Ketika Dinda mengucapkan kalimat itu, aku seperti menangkap apa yang ia katakan. Sesungguhnya ia menginginkan sekali Rena sudah hilang dari imajinasiku.
"Dia lagi di Bali. Sudah sebulan. Entah urusan apa," jawabku.
"Dia kasih tahu kau?"
"Ya. Sebelum dia berangkat."
"Jadi, rumahnya kosong? Siapa yang nunggu? Kabarnya rumahnya mewah....:
"Aku tak tahu. Ia hanya memberi tahu kepergiannya. Aku tanpa bertanya ke hal lain."
"Duh sayang sekali rumahnya dibiarkan kosong," sambung Dinda. Matanya dalam menghunjam ke wajahku. Seperti hendak masuk ke dalam hatiku.

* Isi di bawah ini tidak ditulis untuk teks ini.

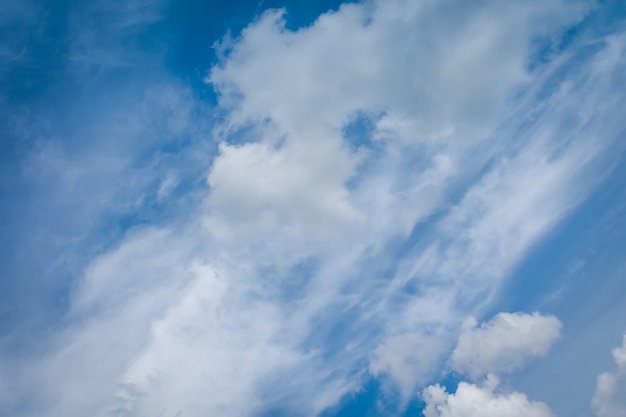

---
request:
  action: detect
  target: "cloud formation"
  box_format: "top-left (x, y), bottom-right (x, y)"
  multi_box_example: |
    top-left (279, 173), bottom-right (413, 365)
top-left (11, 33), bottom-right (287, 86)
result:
top-left (451, 312), bottom-right (562, 379)
top-left (423, 375), bottom-right (554, 417)
top-left (0, 0), bottom-right (624, 417)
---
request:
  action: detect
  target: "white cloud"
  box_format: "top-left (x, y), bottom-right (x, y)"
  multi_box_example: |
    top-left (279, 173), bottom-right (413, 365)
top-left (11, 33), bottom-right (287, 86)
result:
top-left (591, 335), bottom-right (626, 417)
top-left (0, 0), bottom-right (624, 417)
top-left (451, 313), bottom-right (562, 378)
top-left (422, 375), bottom-right (554, 417)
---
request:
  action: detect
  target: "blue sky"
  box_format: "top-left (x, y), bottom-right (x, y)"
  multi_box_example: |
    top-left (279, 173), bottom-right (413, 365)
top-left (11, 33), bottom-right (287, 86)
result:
top-left (0, 0), bottom-right (626, 417)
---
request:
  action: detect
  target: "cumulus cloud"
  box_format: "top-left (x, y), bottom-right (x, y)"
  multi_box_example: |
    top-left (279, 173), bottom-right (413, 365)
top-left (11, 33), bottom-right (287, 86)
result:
top-left (451, 313), bottom-right (562, 378)
top-left (0, 0), bottom-right (620, 417)
top-left (422, 375), bottom-right (554, 417)
top-left (591, 335), bottom-right (626, 417)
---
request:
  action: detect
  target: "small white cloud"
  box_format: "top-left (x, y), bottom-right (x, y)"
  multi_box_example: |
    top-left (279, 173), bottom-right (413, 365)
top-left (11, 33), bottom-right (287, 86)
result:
top-left (591, 334), bottom-right (626, 417)
top-left (423, 375), bottom-right (554, 417)
top-left (452, 312), bottom-right (562, 378)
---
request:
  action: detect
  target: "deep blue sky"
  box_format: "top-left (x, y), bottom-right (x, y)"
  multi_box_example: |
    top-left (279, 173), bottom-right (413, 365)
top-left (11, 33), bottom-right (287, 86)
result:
top-left (0, 0), bottom-right (626, 417)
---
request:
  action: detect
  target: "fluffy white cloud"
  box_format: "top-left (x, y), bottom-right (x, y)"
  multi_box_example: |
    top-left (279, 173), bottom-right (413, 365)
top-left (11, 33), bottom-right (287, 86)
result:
top-left (0, 0), bottom-right (618, 417)
top-left (451, 313), bottom-right (562, 378)
top-left (423, 375), bottom-right (554, 417)
top-left (591, 335), bottom-right (626, 417)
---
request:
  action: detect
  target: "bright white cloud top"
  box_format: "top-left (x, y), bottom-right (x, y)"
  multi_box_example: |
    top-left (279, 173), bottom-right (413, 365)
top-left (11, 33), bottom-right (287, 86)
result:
top-left (452, 313), bottom-right (561, 378)
top-left (0, 0), bottom-right (626, 417)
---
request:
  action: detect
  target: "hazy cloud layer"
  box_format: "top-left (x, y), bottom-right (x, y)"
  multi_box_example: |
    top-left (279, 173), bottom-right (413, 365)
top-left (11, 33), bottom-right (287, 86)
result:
top-left (0, 0), bottom-right (626, 417)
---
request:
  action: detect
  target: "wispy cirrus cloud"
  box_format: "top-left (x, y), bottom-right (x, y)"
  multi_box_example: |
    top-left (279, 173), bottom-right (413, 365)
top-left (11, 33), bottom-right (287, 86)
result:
top-left (0, 0), bottom-right (624, 417)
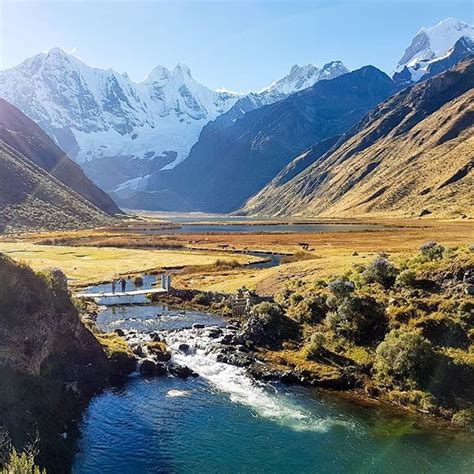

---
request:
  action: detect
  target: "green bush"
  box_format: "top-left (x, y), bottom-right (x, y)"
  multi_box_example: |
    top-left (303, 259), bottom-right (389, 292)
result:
top-left (0, 449), bottom-right (46, 474)
top-left (387, 390), bottom-right (435, 411)
top-left (458, 301), bottom-right (474, 326)
top-left (420, 242), bottom-right (444, 262)
top-left (374, 329), bottom-right (434, 389)
top-left (306, 332), bottom-right (326, 360)
top-left (326, 296), bottom-right (388, 345)
top-left (287, 295), bottom-right (327, 324)
top-left (362, 257), bottom-right (398, 288)
top-left (451, 410), bottom-right (474, 428)
top-left (244, 302), bottom-right (300, 347)
top-left (328, 279), bottom-right (355, 300)
top-left (192, 293), bottom-right (211, 306)
top-left (395, 270), bottom-right (416, 288)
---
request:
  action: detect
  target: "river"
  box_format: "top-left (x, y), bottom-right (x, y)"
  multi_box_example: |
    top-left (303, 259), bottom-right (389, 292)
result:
top-left (73, 305), bottom-right (474, 474)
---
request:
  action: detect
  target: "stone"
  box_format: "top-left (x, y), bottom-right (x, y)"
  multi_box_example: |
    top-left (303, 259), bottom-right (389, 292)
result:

Ingin membongkar hal sesungguhnya.
Tetapi, aku bergeming. Ekspresiku tak berubah. Kubiarkan imajinasinya berkelindan dan liar. Dinda masih tak bersuara. Sampai kafe akan tutup.
Aku antar ke kosannya. Setelah itu aku menuju rumah Rena. Ini kali malam ketiga puluh satu aku menungui rumah Rena. Entah kenapa aku mulai dirasuki rindu.